At least one of the four fires has been deemed an accident from New Year’s fireworks. In another fire, the perpetrator was inebriated and, according to the Warsaw police, he did not disclose his motives. The other two fires remain unsolved.

Some insist that there is no larger goal behind the attacks. “It’s just vandalism,” said Maria Klosinska, whose sister owns Charlotte, a bistro on the square.

But the critic Roman Pawlowski wrote on the Polish online news site that calling the arson “vandalism” was a euphemism. “Actually, we’re dealing with an act of terror,” he wrote.

The Rev. Dariusz Kowalczyk, a Jesuit priest, reminded readers of the Roman Catholic weekly Idziemy that rainbows have other connotations. “When we see a rainbow in the sky, we shouldn’t think about gay activists, but about Noah’s covenant with God,” he wrote.

The rainbow was meant to be a temporary fixture, but city authorities agreed to push back the date of its dismantling several times, and in February they decided to leave it there for another year. At night it becomes a jungle gym for adults, many of whom have been enjoying time in a nearby bar, who climb on top and even crawl inside the steel frame.
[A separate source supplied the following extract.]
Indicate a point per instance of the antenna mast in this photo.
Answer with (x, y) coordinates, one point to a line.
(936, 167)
For a planned refurbishing, the Adam Mickiewicz Institute, a publicly financed organization that sponsored the rainbow, is looking for flame-resistant materials. But some feel that for a city scarred by war and Communism, the tattered, slightly charred version of the rainbow is fitting.

“It’s a testimony of sorts,” said Marcin Malenczyk, the owner of Karma Coffee, one of the cafes on the square. “It’s good that it’s had its adventures.”

Nicholas Kulish contributed reporting from Berlin.